3 The colour and cut of the clothes vary greatly with the tribe.
from his nelglibours of the same religion as himself. The Pathans are extraordinarily jealous of female honour, and most of the blood feuds for which they are so famous originate in quarrels about women. As a race they strictly seclude their females, but the poorer tribes and the poorer members of all tribes are prevented from doing so by their poverty. Among the tribes of our territory a woman's nose is cut off if she be detected in adultery ; and it is a favourite joke to induce a Pathan woman to unveil by saying to her suddenly You have no nose ! The Pathan pretends to be purely endogamous and beyond the border he probably is so ; while even in British Territory the first wife will generally be a Pathan, except among the poorest classes. At the same time Pathan women are beyond the Indus seldom if ever married to any but Pathans. They intermarry very closely, avoiding only the prohibited degrees of Islam. Their rules of inheritance are tribal and not Mahomedan, and tend to keep property within the agnatic society, though some few of the more educated famihes have lately begun to follow the Musalman law. Their social customs differ much from tribe to tribe, or rather perhaps from the wilder to the more civilised sections of the nation. The Pathans beyond and upon our frontier live in fortified villages, to which are attached stone towers in commanding positions which serve as watch-towers and places of refuge for the inhabitants. Small raids from the hills into the plains below are still common ; and beyond the Indus the people, even in British Territory, seldom sleep far from the walls of the village.
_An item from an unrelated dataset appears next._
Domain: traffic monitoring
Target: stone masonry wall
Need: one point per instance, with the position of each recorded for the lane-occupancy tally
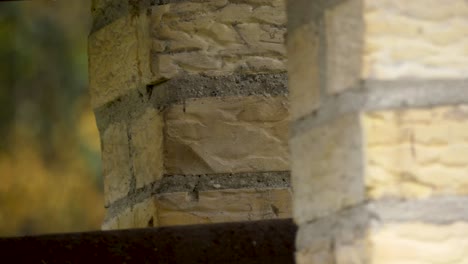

The figures showing the distribution of Pathans are given in Abstract No. 65 on page 191. They are the dominant race throughout the whole tract west of the Indus as far south as the southern border of the tahsil of Derah Ismail Khan, which roughly divides the Pathan from the Biloch. On this side of the Indus they hold much of the Chach country of Hazara and Rawalpindi, they have considerable colonies along the left bank of the Indus till it finally leaves the Salt-range, and they hold the northern portion of the Bhakkar thai. Besides those tracts which are territorially held by Pathans, there are numerous Pathan colonies scattered about the Province, most of them descendants of men who rose to power during the Pathan dynasties of Dehli, and received grants of land-revenue which their children often increased at the expense of their neighbours during the turmoil of the 18th century.